Is it a good idea to write a default constructor for all classes?
No. If there is no sensible “default value” for your type, you should not write a default constructor. Doing so would violate the principle of least surprise.
That said, many types do have a sensible default value.
the number zero (more generally: the neutral element)
the empty string
an empty list
a 0 × 0 matrix
the time-zone UTC ± 00:00
…
For such types, you really should define a default constructor.
Other types don't have a natural default value but have an “empty” state that can be reached by performing certain operations. It is sensible to default-construct such an object to have that state.
an I/O stream disconnected from any source / sink that fails every operation (can be reached by reaching the end of the file or encountering an I/O error)
a lock guard that doesn't hold a lock (can be reached by releasing the lock)
a smart pointer that doesn't own an object (can be reached by releasing the managed object)
…
For these types, it is a trade-off whether to define a default constructor. Doing so does no harm but makes your type slightly more complicated.

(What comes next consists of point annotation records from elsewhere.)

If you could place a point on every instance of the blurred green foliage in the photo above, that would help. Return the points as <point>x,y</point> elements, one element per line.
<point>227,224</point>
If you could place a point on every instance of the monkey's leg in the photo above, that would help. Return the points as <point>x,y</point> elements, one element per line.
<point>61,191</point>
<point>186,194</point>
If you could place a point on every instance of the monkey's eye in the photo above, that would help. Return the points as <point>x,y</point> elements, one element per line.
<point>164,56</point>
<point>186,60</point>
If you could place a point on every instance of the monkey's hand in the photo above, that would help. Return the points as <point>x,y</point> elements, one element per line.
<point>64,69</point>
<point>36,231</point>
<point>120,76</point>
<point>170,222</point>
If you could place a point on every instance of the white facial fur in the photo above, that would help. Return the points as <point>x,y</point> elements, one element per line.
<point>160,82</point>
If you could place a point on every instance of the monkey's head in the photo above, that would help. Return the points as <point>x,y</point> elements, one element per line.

If it is a public type found in a library, then it is probably worth the trouble. If you're going to implement a move constructor (and assignment operator) anyway, you can equally well define the default constructor to construct the object in a state that would be reached by moving away from it.
For other types, you just cannot define a sensible default.
a day of the week
a name for a baby
…
Do not invent an artificial “null” state for these types just to make them default-constructible. Doing so complicates the code and forces you to provide less useful class invariants as you could without that artificial state. If somebody really needs that additional state, they can easily use an optional<T> but going the other way round is not possible.
Aren't there certain parts of the STL that won't work if your classes don't have default constructors?
Yes. std::vector::resize is probably the most prominent example. But don't worry about these. If your type does not have a sensible default value, performing that operation isn't meaningful either. It's not the fault of your type. It's inherent to the nature of the concept you're trying to model.
Is it a good idea to write a default constructor for all classes?
No. Sometimes there is no sense in having default values for object.
Aren't there certain parts of the STL that won't work if your classes don't have default constructors?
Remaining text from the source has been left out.